Nani-Tal was, however, rather severe. He said it was too bad of the rajah. How were they to live, if that sort of thing went on? Then he turned to me, and added, “Of course you couldn’t manage it. If you’d gone through the course, you would have been all right. But there, it’s everything for nothing nowadays!”

“My friend couldn’t go to Thibet.”

“He might have paid the fees anyhow,” grumbled Nani-Tal, “and taken correspondence lessons.”

We smoothed him down with the promise of a handsome donation, and at last he consented to help us. It was only just in time, for at that very moment I felt my Astral Body uniting. A second later it made a violent effort to project me; of course, it saw Nani-Tal, and knew it was in for it. The old gentleman was too quick for it.
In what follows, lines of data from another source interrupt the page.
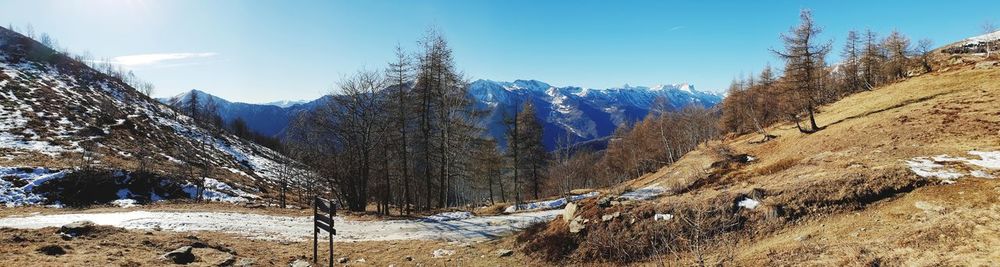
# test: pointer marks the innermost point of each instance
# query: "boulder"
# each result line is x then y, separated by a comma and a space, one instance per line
505, 253
77, 228
181, 255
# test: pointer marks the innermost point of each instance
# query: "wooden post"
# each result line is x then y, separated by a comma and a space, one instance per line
315, 231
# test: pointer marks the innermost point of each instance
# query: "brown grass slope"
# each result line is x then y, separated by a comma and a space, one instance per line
841, 195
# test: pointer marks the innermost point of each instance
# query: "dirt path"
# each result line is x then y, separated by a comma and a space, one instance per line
293, 228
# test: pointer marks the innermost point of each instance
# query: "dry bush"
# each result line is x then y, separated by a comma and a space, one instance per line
780, 165
852, 191
550, 241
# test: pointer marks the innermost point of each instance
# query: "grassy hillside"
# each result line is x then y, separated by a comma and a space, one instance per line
845, 194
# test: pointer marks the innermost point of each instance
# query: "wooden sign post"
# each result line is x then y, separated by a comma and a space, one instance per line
323, 213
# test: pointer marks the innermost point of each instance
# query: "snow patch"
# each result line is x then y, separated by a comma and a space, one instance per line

“Come out of that!” he cried imperiously, and the wretch stood in the middle of the room.

It did my heart good to hear Nani-Tal fall on the creature. After giving it no end of a lecture, he concluded, “And now, young man, you’ll just go back to your jackal for a thousand years, and learn better manners.”

The wretch protested; it asked for an elephant or even a tiger. Nani-Tal was obdurate.

“A jackal will just suit you,” he said. “Be off!” The creature vanished. Simultaneously Nani-Tal began to disintegrate.

“Wait a bit!” cried the rajah.

“I can’t. I’m summoned to St. James’ Hall. There’s a large audience, and the professor has been in convulsions seven minutes.”

I tried to grasp his hand in thanks. “If you want another,” he said, “you must go through the course—the full course. There’s no other way. Let this be a lesson to you.” And with this parting remark he disintegrated.

The rajah lit a cigar, and I, lighter at heart than I had been for many days, followed his example.

“It was wrong of me,” said the rajah; “I won’t do it again.”

“It’s a pity it turned out so badly,” I remarked; “it was quite a comfort at first.”

“They’re all like that, unless you keep a tight hand on them. Shall you take the course?”

“Not I. I’ve had enough of it.”

“Perhaps you’re right. Excuse me; I have to go to the Deccan on business.”

He fell back on the sofa, apparently in a trance, and I went off to the dean’s lecture. It makes all the difference whether you know how to do a thing or not.